Director, Clinical Pharmacology

Role Summary

Directs Clinical Pharmacology strategy and drug development planning, communicates key Clinical Pharmacology information to senior management and regulatory bodies, and leads Clinical Pharmacology and Pharmacometrics teams. Serves as liaison across departments to align study needs and strategic objectives, and oversees cross-functional collaboration to ensure successful project delivery.

Responsibilities

• Independently leads Clinical Pharmacology/PK/PD activities and multiple major projects. Assists R&D senior management in selecting action plans to meet drug development objectives.
• Identifies issues impacting multiple complex projects and leads issue resolution. Conducts risk assessments and develops contingency plans to keep projects aligned with strategic objectives.
• Provides overall timelines to assess portfolio opportunities. Negotiates with other functional areas on project outcomes and deliverables to balance time, cost, and quality.
• Provides expert scientific and strategic consultation to R&D, Regulatory, and management on critical decisions and development plans. Connects scientific, regulatory, and business implications across teams.
• Reviews clinical protocols and scientific reports for regulatory filings; anticipates regulatory questions. Leads regulatory documents writing, submissions, and responses to regulatory agency comments.
• Independently conducts due diligence assessments, summarizes results, and represents Clinical Pharmacology on business development teams.
• Identifies and develops process improvement initiatives and presents recommendations for approval and sponsorship.
• Leads efforts to develop departmental goals and makes strategic PK/PD decisions for the department. Provides leadership on strategic clinical pharmacology and drug development.
• Manages personnel including development, mentoring, and effective delegation.
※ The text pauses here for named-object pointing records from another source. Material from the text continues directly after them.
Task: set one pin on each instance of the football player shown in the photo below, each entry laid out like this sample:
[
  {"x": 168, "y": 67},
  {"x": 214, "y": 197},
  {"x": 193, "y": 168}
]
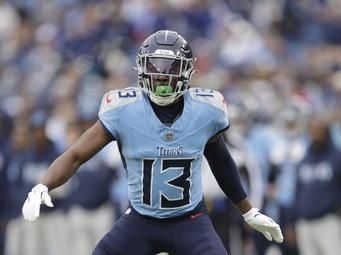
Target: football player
[{"x": 163, "y": 129}]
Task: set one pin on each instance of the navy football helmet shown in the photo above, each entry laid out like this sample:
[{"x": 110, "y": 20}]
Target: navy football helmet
[{"x": 165, "y": 65}]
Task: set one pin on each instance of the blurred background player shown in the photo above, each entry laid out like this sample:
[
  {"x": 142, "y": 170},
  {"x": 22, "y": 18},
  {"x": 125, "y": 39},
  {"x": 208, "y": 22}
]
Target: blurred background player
[{"x": 319, "y": 181}]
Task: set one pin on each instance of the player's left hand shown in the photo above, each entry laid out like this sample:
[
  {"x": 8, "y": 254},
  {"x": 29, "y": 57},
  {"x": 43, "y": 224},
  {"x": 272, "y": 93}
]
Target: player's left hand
[
  {"x": 263, "y": 224},
  {"x": 31, "y": 208}
]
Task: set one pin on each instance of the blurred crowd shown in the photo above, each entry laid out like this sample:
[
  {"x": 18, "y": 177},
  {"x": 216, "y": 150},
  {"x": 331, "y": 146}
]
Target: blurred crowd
[{"x": 278, "y": 63}]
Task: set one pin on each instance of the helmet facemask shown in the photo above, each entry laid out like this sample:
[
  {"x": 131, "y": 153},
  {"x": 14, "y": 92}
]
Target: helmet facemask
[{"x": 164, "y": 76}]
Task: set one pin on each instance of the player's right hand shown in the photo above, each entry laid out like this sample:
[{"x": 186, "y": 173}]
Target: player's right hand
[{"x": 38, "y": 195}]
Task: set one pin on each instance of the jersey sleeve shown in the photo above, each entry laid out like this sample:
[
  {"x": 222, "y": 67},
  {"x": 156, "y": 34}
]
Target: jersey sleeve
[{"x": 107, "y": 114}]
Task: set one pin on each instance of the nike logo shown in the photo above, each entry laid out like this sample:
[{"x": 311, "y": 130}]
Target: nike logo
[
  {"x": 193, "y": 216},
  {"x": 108, "y": 99}
]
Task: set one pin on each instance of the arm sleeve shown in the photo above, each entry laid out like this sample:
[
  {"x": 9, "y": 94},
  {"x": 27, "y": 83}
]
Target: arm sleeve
[{"x": 224, "y": 169}]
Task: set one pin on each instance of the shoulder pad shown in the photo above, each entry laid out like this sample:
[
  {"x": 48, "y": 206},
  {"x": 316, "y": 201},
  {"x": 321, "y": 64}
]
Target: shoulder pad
[
  {"x": 210, "y": 97},
  {"x": 118, "y": 98}
]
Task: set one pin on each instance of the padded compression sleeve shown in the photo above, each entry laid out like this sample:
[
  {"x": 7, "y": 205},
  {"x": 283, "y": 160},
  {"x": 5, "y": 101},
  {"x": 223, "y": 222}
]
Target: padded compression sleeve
[{"x": 224, "y": 169}]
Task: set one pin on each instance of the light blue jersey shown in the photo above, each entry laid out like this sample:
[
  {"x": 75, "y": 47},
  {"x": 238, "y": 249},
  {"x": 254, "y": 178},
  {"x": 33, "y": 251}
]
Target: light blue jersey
[{"x": 163, "y": 163}]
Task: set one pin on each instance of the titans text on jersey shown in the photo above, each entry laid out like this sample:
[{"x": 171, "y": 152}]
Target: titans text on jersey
[{"x": 163, "y": 162}]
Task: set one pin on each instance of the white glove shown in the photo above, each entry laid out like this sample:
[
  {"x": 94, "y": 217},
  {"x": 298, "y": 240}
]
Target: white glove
[
  {"x": 38, "y": 195},
  {"x": 263, "y": 224}
]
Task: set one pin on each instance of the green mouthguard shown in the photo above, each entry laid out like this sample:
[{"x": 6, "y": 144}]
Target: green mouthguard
[{"x": 163, "y": 90}]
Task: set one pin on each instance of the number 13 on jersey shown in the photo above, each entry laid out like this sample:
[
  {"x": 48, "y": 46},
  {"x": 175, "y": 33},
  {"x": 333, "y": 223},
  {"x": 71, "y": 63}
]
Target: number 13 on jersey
[{"x": 175, "y": 174}]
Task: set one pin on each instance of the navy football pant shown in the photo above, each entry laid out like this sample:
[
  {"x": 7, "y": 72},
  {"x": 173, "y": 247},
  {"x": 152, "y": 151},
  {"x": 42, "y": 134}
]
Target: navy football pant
[{"x": 134, "y": 234}]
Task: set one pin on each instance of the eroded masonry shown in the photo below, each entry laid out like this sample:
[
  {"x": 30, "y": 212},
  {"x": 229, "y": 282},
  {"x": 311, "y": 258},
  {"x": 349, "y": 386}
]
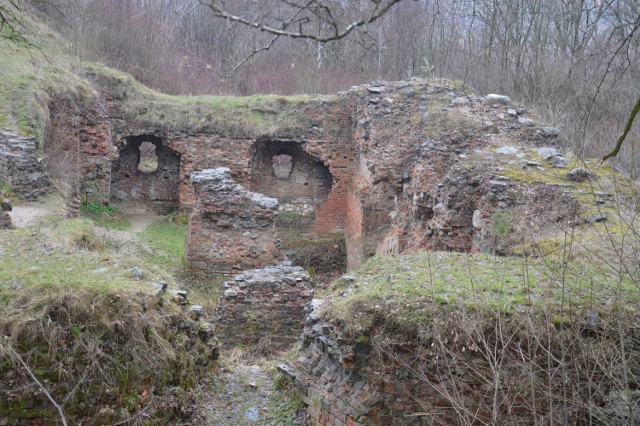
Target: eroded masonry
[{"x": 390, "y": 167}]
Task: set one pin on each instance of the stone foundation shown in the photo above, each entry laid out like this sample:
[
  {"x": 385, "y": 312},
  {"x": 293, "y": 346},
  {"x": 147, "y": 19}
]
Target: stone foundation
[
  {"x": 266, "y": 303},
  {"x": 5, "y": 218},
  {"x": 159, "y": 186},
  {"x": 21, "y": 169},
  {"x": 231, "y": 229}
]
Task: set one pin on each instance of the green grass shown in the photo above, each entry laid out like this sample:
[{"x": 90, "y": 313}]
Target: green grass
[
  {"x": 61, "y": 253},
  {"x": 105, "y": 216},
  {"x": 408, "y": 289},
  {"x": 167, "y": 243}
]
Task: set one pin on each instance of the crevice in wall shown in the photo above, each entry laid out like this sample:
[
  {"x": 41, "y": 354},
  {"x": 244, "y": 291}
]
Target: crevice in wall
[{"x": 148, "y": 172}]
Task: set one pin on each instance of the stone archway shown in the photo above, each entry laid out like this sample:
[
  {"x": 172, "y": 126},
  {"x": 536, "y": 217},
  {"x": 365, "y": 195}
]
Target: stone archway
[
  {"x": 153, "y": 180},
  {"x": 284, "y": 171}
]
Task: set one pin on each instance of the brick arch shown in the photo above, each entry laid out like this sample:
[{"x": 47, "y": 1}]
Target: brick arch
[
  {"x": 159, "y": 188},
  {"x": 308, "y": 183}
]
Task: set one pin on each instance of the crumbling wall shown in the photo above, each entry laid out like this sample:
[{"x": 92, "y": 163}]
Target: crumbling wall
[
  {"x": 266, "y": 303},
  {"x": 159, "y": 187},
  {"x": 20, "y": 167},
  {"x": 299, "y": 180},
  {"x": 5, "y": 218},
  {"x": 231, "y": 229},
  {"x": 79, "y": 151}
]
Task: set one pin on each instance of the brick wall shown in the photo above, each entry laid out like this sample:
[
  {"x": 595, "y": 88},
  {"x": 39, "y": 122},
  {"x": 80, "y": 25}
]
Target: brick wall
[
  {"x": 231, "y": 229},
  {"x": 264, "y": 303},
  {"x": 20, "y": 168},
  {"x": 309, "y": 181},
  {"x": 160, "y": 187}
]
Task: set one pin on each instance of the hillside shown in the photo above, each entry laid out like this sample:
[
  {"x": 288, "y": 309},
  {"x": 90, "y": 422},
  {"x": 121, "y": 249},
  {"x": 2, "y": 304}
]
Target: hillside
[{"x": 493, "y": 275}]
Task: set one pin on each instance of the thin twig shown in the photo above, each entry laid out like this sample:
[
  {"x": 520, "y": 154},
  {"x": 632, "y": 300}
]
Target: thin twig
[{"x": 63, "y": 419}]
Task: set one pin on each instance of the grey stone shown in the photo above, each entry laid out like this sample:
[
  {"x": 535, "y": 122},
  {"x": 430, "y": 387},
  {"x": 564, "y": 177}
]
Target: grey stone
[
  {"x": 409, "y": 93},
  {"x": 196, "y": 311},
  {"x": 493, "y": 99},
  {"x": 579, "y": 174},
  {"x": 159, "y": 288},
  {"x": 137, "y": 272},
  {"x": 252, "y": 414},
  {"x": 559, "y": 161},
  {"x": 507, "y": 150},
  {"x": 428, "y": 144},
  {"x": 597, "y": 218},
  {"x": 526, "y": 121},
  {"x": 180, "y": 293},
  {"x": 264, "y": 201},
  {"x": 547, "y": 152},
  {"x": 477, "y": 219},
  {"x": 230, "y": 293},
  {"x": 550, "y": 132},
  {"x": 6, "y": 205}
]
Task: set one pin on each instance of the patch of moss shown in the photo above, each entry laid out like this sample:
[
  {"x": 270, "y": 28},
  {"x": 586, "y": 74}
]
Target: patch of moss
[{"x": 404, "y": 291}]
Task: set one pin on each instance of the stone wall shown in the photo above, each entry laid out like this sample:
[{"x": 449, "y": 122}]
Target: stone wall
[
  {"x": 160, "y": 187},
  {"x": 269, "y": 303},
  {"x": 20, "y": 167},
  {"x": 230, "y": 229},
  {"x": 305, "y": 182},
  {"x": 450, "y": 373},
  {"x": 5, "y": 218}
]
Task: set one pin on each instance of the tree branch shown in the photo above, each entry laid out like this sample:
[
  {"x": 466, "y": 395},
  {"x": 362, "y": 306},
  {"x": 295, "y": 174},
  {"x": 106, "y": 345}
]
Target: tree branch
[
  {"x": 382, "y": 7},
  {"x": 627, "y": 128}
]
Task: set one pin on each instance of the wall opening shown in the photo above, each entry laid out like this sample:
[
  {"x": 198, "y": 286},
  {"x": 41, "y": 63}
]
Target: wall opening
[
  {"x": 146, "y": 171},
  {"x": 284, "y": 171},
  {"x": 282, "y": 165},
  {"x": 148, "y": 162},
  {"x": 302, "y": 184}
]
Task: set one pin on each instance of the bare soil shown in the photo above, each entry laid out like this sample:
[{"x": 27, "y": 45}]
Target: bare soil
[{"x": 24, "y": 215}]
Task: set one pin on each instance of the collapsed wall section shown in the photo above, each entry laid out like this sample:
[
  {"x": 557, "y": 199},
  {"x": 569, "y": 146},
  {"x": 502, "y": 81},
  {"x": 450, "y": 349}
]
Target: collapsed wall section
[
  {"x": 20, "y": 167},
  {"x": 269, "y": 303},
  {"x": 147, "y": 171},
  {"x": 231, "y": 229}
]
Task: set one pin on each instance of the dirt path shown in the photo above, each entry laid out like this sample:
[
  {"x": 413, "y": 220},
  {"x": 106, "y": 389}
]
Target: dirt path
[
  {"x": 24, "y": 215},
  {"x": 244, "y": 395},
  {"x": 139, "y": 222}
]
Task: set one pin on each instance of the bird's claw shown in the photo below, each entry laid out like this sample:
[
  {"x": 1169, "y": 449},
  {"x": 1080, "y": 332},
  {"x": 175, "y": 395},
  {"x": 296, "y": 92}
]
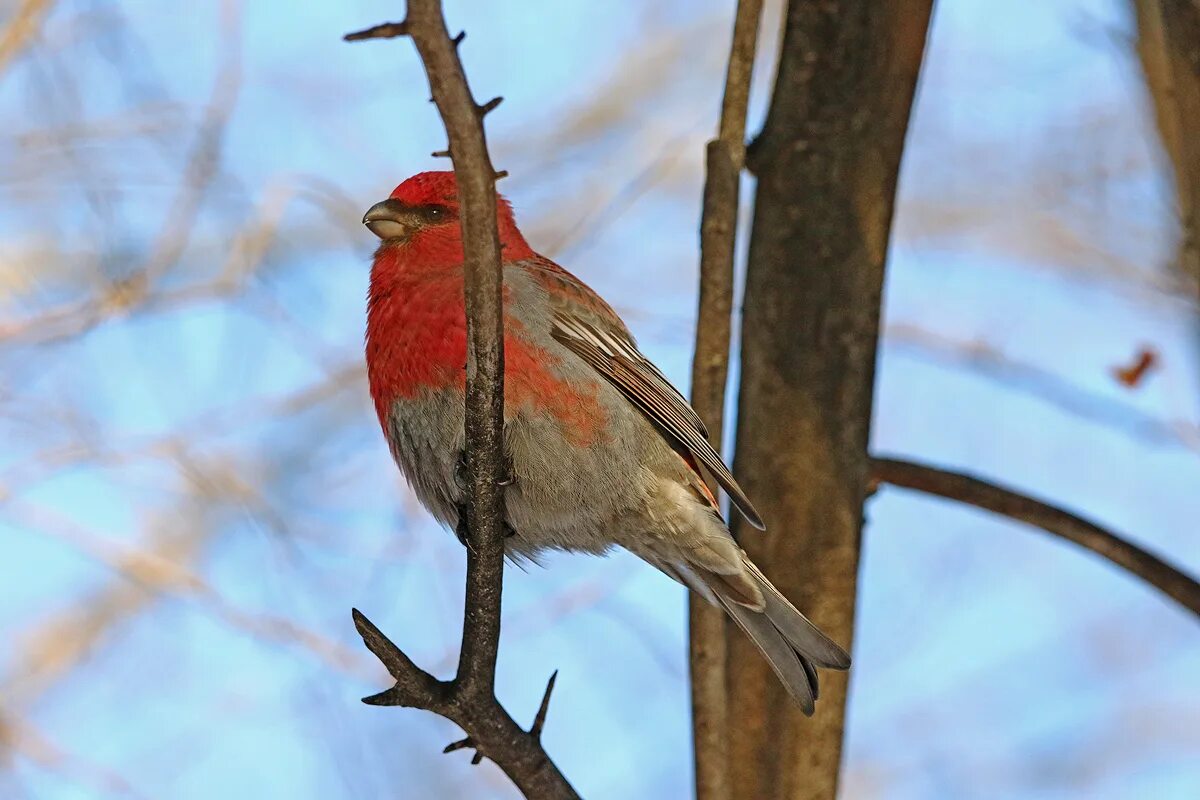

Leads cross-functional teams and manages team performance, mediating conflicts and fostering high-performing teams.

Qualifications

• PhD with typically 9+ years of experience or PharmD with typically 11+ years of experience in a relevant field; Master’s Degree in Science or related field with typically 17+ years; Bachelor’s Degree with typically 19+ years or more of related work. Relevant fields include PK, PBPK, PK-PD, Pharmacometrics or systems pharmacology, drug metabolism/transporters.
• Excellent interpersonal skills.
• Advanced knowledge and experience in multiple therapeutic and/or functional areas.
• Experience across a range of development phases.
• Recognized as an expert with global knowledge of drug development processes.
• Demonstrated strong leadership competencies in PK/PD, biopharmaceutics, and pharmacometric activities from planning through completion across multiple complex projects.
• Demonstrated leadership skills with broad scientific and business-oriented focus.
• Demonstrated project management skills including scope management, progress tracking, and people/time management.
• Key contributor to initiatives and advancement of Clinical Pharmacology.
• Key Leadership Competencies: understands cross-functional contributions needed to deliver results; manages conflict constructively; develops direct reports through coaching and stretch assignments; provides transparent feedback; creates an inclusive environment for team success.

Education

• PhD with typically 9+ years of experience or PharmD with typically 11+ years of experience in a relevant field; Master’s Degree in Science or related field with typically 17+ years; Bachelor’s Degree in Science or related field with typically 19+ years or more of related work (relevant fields include PK, PBPK, PK-PD, Pharmacometrics or systems pharmacology, Drug metabolism/Transporters).

Additional Requirements

• Hybrid opportunity, 3x/week in Lake County, IL.